ここのS字は左から右に切り返すコーナー。最初の左でインから抜けば、次の右はアウトに流れても大丈夫だから――――
並ぶ寸前で読まれた。
左を塞がれ、仕方なく右から仕掛ける。
コーナーが迫る。崖下に広がる暗い森が迫る。
どれだけ減速せず直線的に抜けていけるかが勝負だ。
インにグナットサム、アウトにフェアレディZが陣取って二台同時にS字へなだれ込む。
左コーナーブレーキング勝負。しかし次の右コーナーはガードレールがない。突っ込みすぎれば崖に呑まれ、そうでなくとも失速して右コーナーの脱出で抜き返される。
インのグナットサムが先にブレーキを踏んだ。俺がしばらく間をおいてじんわり減速。
余裕を持って抜くが、次のコーナーへのアプローチが間に合わない。
落ち着け。
ここを抑えればゴールはほんのすぐそこだ。勝てる。
だが無理やりブレーキングを遅らせた代償は大きく、右コーナーに差し掛かる頃にはスピードに乗ったグナットサムがアウトから被せてきた。
速い。
まだまともにブレーキも踏めずつっかえてる俺からトップを奪うのは容易いだろう。
「あぁもう、しょうがない!」
こうなったら、最初から減速なんてなかったことにすればいい。
左に曲げていたステアリングを真っ直ぐに戻す。
そのままアクセルを全開に。
片輪だけなら、崖を飛び越えてインカットしても生きて帰れるはずだ。
「行けっ!」
今はまだかろうじて地面に接しているタイヤが、懸命にパワーを伝える。
ここで出来るだけ加速してスピードを稼いでおかないと、谷底真っ逆さまだ。
そのとき、俺は微かに違和感を覚えた。
左からずっと聴こえていたグナットサムのエンジン音が、勢いをわずかに失ったように感じた。

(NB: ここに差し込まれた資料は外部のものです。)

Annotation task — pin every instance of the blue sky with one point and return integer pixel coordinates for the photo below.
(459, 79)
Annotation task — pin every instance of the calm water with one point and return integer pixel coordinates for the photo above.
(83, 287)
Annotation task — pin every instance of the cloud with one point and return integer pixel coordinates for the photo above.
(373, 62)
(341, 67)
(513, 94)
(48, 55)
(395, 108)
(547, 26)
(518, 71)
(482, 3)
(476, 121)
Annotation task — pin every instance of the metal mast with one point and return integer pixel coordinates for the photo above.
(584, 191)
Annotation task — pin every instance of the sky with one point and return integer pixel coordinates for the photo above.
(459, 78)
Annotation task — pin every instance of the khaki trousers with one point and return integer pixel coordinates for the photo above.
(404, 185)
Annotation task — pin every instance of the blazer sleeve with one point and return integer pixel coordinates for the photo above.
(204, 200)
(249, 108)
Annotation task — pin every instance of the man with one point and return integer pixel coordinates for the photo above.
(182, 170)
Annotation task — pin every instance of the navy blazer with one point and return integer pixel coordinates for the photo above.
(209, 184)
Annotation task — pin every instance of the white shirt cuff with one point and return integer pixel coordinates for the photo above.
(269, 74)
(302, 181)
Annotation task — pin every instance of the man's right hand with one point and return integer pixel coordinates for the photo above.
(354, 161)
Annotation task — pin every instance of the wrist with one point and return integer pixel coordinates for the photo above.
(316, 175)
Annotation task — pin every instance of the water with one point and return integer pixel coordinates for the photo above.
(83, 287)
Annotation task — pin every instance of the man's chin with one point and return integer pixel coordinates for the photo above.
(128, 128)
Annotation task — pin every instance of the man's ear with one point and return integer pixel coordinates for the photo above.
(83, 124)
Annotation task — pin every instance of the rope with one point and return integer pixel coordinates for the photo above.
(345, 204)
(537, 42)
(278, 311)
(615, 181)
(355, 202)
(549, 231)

S字の脱出を早く加速しすぎたせいでアウトへ膨らみ、仕方なくアクセルをほんの少し緩めた――――のか?
左側の壁ギリギリまで不自然に逸れている。
間違いなく、失速している。
俺もそれに合わせてインカットしようとしていた崖から遠ざかろうとする。
このまま実直にアクセルを踏んでいけば勝てるはずだ。
しかし、判断がわずかに遅かった。
ガタン!
と強い手応えが俺の両手を痺れさせる。
右リアタイヤだけが道路をはみ出て崖に引っかかり、跳ねてコントロールを失った。
幸い崖に落ちるということはないが、この狭い道幅では到底立て直せない。
「待っ……て」
数メートル先のフィニッシュラインが視界を掠める。
しかしそれはフロントガラス越しではなく、運転席側のドアウィンドウから見た光景だった。
スピンする。
必死にカウンターステアを当てるが、間に合わない。
白煙を上げながらも制御不可能に陥ったフェアレディZの慣性を俺は止められず、そのままかなり長い距離を横滑りしてようやく止まった。
コースと逆向きに停まった俺を、グナットサムが追い抜いて――――
タイヤの煙が収まった後に見えたのは、フェアレディZより後方にあるフィニッシュラインだった。
「はぁ……はぁ……」
心臓の音がありえないほどにうるさい。
少しして、会場ごと峠を覆いつくすほどの観客の歓声が全身を貫いた。
『――――な、何が起きたのか!? S字の激しい攻防、姿勢を崩しながらも先にフィニッシュラインを超えたのはレイナーデ・ウィロー!! 新たな王者となる、“朱雀”フェアレディZの誕生の瞬間だ!!!』
俺が先に、フィニッシュ――――?
勝ったのか。
勝ったんだ。
「やった……やったやったやった!!」
このフェアレディZが、“朱雀”に。
スーパーチャージャー最速の称号を手にしたんだ。